The question in the video is ostensibly about the power balance between elected politicians and unelected civil servants. But, at heart, the comments about genuine democracy were telling.
I am a strong believer in localism. I want to see the abolition of the House of Lords and the decentralisation of power with the creation of regional parliaments and a national parliament in Westminster (or somewhere). The purpose is to rest more power in the hands of the people. As Sir Humphrey lets the cat out the bag, we run a ‘British democracy’ in which we make sure power does not sit in the hands of the ‘wrong people’.
Ours is a system centred on the maintainance of vested interests. It always has been and, whilst there have been powers ceded by those who most fully enjoy them over the centuries, we have by and large maintained the system we have because those in power benefit most from them. Our natural two party political system ensures that there are usually two (now, arguably, three) parties that benefit from things as they are. Whilst the Whigs had different vested interests to the Tories, who in time had different interests to the Liberals, who similarly found they had different interests to Labour, whilst each may have been founded with some higher ideals, each descend into maintenance of their particular vested interests. They almost always conspire against genuine democratic advance and power in the hands of the people.
Former Conservative Party MP for Chester once made it utterly clear:
Now, we have a parliament who are not too keen on what the people decided in a referendum. As this tweet noted on recent parliamentary decisions:
Everybody knows it is electoral suicide to say that the British public, and their decision in an in/out referendum, are not worth the paper on which their ballots were cast. But, at the same time, the overwhelming majority of parliamentarians cannot bring themselves to enact any form of what the British public voted to do, namely leave the European Union. They are now doing everything within their power to impede that from happening.

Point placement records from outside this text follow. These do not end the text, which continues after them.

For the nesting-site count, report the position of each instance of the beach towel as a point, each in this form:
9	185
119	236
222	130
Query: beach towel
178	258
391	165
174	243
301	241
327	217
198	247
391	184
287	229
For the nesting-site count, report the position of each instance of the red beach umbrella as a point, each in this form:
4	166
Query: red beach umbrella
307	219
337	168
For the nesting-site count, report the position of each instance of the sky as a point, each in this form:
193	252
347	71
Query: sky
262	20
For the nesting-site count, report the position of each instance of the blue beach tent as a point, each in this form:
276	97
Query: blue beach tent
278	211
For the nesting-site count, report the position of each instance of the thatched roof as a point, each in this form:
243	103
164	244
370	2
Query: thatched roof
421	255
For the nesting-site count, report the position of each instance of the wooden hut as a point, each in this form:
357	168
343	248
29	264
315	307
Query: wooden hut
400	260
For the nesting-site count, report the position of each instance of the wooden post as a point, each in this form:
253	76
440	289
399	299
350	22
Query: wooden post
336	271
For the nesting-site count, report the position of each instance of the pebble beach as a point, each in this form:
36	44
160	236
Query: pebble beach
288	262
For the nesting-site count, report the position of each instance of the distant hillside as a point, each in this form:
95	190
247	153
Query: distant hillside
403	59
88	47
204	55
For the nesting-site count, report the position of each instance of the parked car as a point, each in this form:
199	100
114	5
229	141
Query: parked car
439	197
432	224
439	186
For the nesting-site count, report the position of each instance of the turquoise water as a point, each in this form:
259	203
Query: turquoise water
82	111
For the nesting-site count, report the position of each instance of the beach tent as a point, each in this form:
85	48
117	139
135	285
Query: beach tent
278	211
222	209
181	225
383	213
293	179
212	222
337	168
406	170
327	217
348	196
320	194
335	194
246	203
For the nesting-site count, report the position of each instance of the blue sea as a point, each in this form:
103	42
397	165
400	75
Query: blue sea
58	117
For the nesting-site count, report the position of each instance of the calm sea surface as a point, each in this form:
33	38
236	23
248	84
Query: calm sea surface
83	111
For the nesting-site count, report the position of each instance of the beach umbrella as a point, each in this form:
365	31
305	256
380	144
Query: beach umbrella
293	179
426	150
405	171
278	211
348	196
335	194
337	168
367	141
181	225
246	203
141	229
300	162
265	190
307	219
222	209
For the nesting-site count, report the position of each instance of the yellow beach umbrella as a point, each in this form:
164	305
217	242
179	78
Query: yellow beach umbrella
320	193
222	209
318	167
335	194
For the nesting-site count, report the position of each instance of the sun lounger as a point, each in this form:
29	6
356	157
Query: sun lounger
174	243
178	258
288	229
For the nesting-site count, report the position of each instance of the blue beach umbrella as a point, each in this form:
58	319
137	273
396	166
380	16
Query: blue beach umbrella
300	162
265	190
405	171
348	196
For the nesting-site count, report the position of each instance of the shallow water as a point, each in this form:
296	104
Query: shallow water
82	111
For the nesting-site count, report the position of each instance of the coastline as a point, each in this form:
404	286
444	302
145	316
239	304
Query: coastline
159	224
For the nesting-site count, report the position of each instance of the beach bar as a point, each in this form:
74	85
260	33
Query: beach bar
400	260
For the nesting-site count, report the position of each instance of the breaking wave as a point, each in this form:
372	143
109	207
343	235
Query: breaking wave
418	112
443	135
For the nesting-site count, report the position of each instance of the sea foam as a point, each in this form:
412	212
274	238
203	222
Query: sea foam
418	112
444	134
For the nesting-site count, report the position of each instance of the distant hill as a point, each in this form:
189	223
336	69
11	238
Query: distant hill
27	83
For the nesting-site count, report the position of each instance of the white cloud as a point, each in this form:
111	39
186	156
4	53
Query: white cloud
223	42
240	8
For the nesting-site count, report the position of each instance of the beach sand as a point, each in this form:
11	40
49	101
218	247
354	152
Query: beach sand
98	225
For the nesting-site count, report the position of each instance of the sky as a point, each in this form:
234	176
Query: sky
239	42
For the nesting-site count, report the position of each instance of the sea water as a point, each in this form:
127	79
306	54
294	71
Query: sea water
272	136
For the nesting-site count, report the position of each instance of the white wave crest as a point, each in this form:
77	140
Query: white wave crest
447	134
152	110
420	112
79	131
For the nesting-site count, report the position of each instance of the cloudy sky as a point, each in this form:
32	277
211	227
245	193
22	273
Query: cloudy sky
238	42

Of course, lots of them think they’re being very clever in forcing Boris Johnson to seek an extension to the Brexit deadline. But, as this series of tweets suggests, that is a mistake.
Dominic Cummings has clearly made comments since that strongly imply they are seeking to set up an election on a people vs parliament basis. That, coupled to news reports that the French government are inclined to veto any possible extension to the Brexit deadline, feel rather like most parliamentarians are playing their hand very badly indeed.

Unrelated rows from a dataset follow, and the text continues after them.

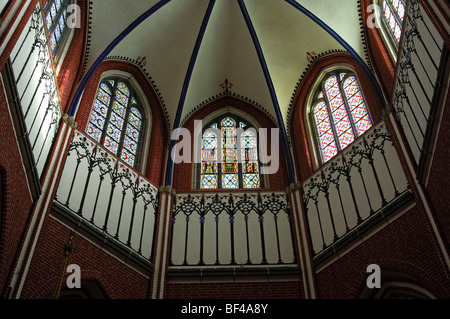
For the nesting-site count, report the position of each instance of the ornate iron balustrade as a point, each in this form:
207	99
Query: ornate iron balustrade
232	229
109	195
419	67
363	182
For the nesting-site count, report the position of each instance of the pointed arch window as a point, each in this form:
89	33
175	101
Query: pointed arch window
393	16
229	162
56	21
117	120
339	114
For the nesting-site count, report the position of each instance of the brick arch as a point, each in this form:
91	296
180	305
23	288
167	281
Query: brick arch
159	130
383	64
184	172
71	66
405	271
303	158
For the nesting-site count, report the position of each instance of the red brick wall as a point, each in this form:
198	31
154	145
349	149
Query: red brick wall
406	245
300	141
117	280
183	173
243	290
159	135
437	187
16	201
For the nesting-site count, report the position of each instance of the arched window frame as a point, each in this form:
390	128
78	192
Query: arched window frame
140	105
52	22
218	118
386	32
312	101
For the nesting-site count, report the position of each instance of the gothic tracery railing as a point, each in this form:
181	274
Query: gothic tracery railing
361	184
106	193
232	229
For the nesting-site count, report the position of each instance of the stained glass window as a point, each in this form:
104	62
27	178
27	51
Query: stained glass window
339	114
55	18
116	121
393	16
230	158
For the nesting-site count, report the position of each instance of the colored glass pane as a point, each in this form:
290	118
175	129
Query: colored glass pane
116	120
332	87
394	14
100	108
49	20
336	103
249	140
94	132
123	88
321	112
341	117
209	182
104	94
97	120
122	98
228	122
136	112
115	126
135	121
230	172
132	132
363	125
329	152
130	144
209	167
111	145
119	109
114	132
128	157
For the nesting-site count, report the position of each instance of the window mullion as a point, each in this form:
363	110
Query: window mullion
332	121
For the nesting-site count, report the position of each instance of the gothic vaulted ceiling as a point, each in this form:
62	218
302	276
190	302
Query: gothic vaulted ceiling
190	47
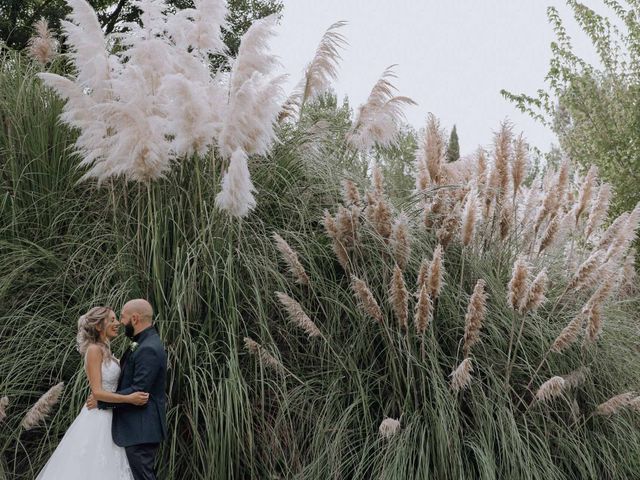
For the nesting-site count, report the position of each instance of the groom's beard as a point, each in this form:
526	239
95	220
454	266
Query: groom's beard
128	330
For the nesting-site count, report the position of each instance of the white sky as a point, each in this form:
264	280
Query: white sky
453	56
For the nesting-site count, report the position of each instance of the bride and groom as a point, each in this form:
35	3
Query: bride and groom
118	432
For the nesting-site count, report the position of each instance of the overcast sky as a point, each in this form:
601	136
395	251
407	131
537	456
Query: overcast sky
452	56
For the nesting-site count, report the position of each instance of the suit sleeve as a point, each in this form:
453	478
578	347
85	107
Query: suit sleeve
145	370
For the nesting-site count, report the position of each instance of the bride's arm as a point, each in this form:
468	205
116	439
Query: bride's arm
94	372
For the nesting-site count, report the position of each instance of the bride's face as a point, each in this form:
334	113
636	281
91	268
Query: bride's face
112	327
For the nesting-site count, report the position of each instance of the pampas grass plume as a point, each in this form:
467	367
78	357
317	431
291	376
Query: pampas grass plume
40	410
297	315
399	298
366	299
461	376
476	312
291	259
550	389
389	427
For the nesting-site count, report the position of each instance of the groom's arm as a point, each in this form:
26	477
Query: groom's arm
145	370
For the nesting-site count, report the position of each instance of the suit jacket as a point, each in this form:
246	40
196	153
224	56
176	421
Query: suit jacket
143	370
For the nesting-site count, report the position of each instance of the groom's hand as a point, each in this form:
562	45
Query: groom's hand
91	402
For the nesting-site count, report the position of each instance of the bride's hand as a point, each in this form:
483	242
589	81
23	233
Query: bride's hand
138	398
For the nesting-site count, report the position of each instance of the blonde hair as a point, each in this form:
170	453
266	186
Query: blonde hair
90	326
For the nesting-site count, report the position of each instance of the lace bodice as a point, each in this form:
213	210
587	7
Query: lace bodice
110	375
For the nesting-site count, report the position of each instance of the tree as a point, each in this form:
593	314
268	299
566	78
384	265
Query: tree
18	16
594	109
453	148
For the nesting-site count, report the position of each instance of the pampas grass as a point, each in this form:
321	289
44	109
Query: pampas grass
236	196
615	404
265	357
461	376
476	312
399	298
297	315
400	241
423	314
42	46
551	389
379	118
291	259
41	409
568	335
366	300
519	284
389	427
4	403
321	71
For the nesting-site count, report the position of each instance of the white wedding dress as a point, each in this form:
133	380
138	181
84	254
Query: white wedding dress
87	450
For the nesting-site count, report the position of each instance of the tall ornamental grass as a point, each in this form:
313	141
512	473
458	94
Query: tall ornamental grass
483	325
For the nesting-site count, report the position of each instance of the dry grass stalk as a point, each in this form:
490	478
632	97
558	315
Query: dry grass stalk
265	357
613	231
297	315
43	46
291	259
568	335
502	153
594	325
423	275
422	174
350	193
40	410
366	300
519	284
550	389
448	229
379	215
434	148
322	69
548	209
338	247
476	312
549	234
506	220
469	218
377	181
4	403
423	312
536	294
347	222
389	427
400	240
461	376
576	378
615	404
519	166
563	180
399	298
586	271
586	191
436	273
599	210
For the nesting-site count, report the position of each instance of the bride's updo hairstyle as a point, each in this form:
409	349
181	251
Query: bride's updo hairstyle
90	325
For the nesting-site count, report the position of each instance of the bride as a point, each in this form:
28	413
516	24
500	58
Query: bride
87	449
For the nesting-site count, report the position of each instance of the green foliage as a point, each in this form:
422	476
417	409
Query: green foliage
65	247
594	109
18	16
453	147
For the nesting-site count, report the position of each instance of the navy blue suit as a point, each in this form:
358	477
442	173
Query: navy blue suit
140	429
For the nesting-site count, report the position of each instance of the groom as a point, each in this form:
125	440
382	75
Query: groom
143	369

For those of us on the Left who want to leave the European Union – for all the reasons everyone on the Left always wanted to leave the EU – we are at a loss as to what to do. A general election, at this stage, does nothing to help us. We are faced with Tory and Brexit Party right-wingers offering us the Brexit we crave but a domestic programme we cannot possibly back and do not want to wear for five years. Those on the left who once considered themselves the voice of the people are roundly ignoring the people, especially the predominantly working class people who voted leave. The Lib Dems are refusing to accept anything other than complete remain. Labour cannot even defend their own public position that laughably insists they want to strike a better deal that they would campaign against so as to remain in the EU. What are we to do?
The reality is that this has become much bigger than Brexit now. The issue is fundamentally one of democracy. Does the British parliament believe in democracy or not? All the signs, sadly, point to the answer being no. Ian Dale had this to say on Question Time, and I think he is right:
The reality is, as well as those who cast their vote for the first time becoming disillusioned, there are many people who have diligently voted ever since they were able who are now reaching this same conclusion. If our democratically expressed will can be openly ignored, why should we ever bother voting? Unless we leave the European Union on the 31st October – having already extended that deadline once – I am sure we will suffer the biggest disenfranchisement of the British electorate that we have ever seen.

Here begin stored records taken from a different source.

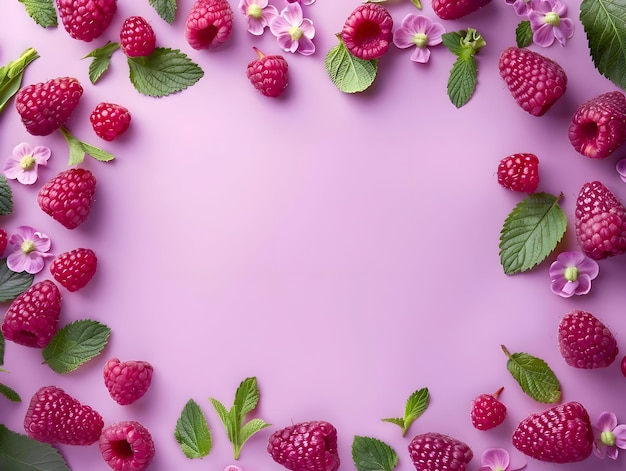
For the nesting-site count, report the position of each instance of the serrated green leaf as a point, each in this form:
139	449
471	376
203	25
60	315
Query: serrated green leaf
166	9
21	453
534	376
531	232
192	432
371	454
604	22
42	11
12	284
163	72
75	344
349	73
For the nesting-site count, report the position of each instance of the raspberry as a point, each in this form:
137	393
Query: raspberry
598	126
433	451
519	172
600	222
75	268
268	74
306	446
137	37
54	416
86	19
535	81
127	381
487	411
109	120
585	342
367	31
46	106
561	434
126	446
209	23
68	196
33	316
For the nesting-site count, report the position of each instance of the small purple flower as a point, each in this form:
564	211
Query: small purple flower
547	21
418	31
572	273
24	161
609	437
293	31
29	248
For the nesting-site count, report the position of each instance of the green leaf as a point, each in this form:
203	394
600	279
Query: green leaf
163	72
75	344
21	453
370	454
523	34
192	432
101	60
534	376
349	73
42	11
12	284
531	232
604	22
166	9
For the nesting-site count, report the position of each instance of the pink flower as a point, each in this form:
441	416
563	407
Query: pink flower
421	32
29	248
259	14
572	273
547	22
24	161
294	33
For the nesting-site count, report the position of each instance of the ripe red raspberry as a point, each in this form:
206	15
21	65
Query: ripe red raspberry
127	381
127	446
585	342
598	126
86	19
487	411
367	31
68	196
209	23
46	106
109	120
33	316
600	222
306	446
519	172
137	37
74	269
535	81
268	74
53	416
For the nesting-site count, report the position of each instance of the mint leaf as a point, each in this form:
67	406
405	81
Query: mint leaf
604	22
163	72
370	454
75	344
12	284
42	11
349	73
534	376
101	60
531	232
246	400
21	453
166	9
415	407
192	432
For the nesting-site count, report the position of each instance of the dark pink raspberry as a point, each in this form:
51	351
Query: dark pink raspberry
127	446
367	31
209	23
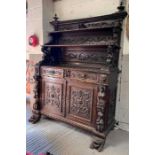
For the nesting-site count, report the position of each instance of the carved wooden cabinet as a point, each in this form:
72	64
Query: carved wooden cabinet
76	81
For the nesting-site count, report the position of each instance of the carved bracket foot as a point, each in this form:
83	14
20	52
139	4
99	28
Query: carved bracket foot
35	117
98	144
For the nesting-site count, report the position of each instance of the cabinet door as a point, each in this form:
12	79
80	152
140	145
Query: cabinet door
81	102
53	96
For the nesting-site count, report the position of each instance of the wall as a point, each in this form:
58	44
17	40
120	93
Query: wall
34	25
72	9
42	11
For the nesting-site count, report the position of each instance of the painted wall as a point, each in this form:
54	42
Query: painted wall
72	9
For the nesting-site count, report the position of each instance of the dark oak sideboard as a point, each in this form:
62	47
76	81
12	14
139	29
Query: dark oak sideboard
76	80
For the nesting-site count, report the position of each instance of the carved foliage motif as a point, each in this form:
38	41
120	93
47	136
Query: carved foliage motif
81	100
90	40
86	56
53	95
100	109
100	24
52	72
83	76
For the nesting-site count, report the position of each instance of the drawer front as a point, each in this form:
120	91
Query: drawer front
56	73
84	76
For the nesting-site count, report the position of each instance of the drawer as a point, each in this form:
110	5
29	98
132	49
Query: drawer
52	72
84	76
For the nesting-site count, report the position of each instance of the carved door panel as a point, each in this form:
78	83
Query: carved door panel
53	96
81	102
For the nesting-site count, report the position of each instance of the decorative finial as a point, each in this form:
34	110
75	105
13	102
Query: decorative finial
121	7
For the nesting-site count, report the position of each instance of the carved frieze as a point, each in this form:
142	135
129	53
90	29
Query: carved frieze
81	102
52	72
83	76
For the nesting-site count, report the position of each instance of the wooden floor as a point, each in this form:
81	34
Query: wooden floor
61	139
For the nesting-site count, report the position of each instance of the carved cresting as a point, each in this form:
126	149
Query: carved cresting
100	109
36	105
53	96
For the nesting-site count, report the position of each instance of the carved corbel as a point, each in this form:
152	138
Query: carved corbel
36	105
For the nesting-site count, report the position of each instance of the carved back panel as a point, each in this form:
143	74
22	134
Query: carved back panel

The consequences of this will be mammoth. Whilst many of us will simply give up on politics altogether – even those politics junkies like me, who have degrees in it and have been proactive party members – will simply abandon the political process. The danger then, of course, is that without a democratic and constitutional voice, people may start to seek less constitutional means of making themselves heard.
The liberal left have two great fears. First, they fear the rise of the the hard right. They fear their great bogeyman – Nigel Farage – getting anywhere near power. Second, they fear the working classes turning upon them because they view themselves as the saviours of the poor and marginalised and cannot understand why they aren’t more grateful for their efforts. The irony is, Nigel Farage and UKIP were finished until parliament mobilised against delivering any form of Brexit. Now, Farage has his best shot of leading a party that will gain more than a few seats at the next election. Likewise, the working classes are turning on the metropolitan liberals because they see clearly enough that those who claim to be their champions are more concerned with paternalism and maintaining their own interests than they are in giving the people a voice and allowing them to assert their own views.
The rise of the Faragists and the (potential) civil unrest of those who want a voice and recognise that they do not have one by any constitutional means – those two great fears of the liberal left – will be realised, ironically, because of their own actions. The very things they claim to hate most they have enabled. And, sadly, they show no sign of abating any time soon.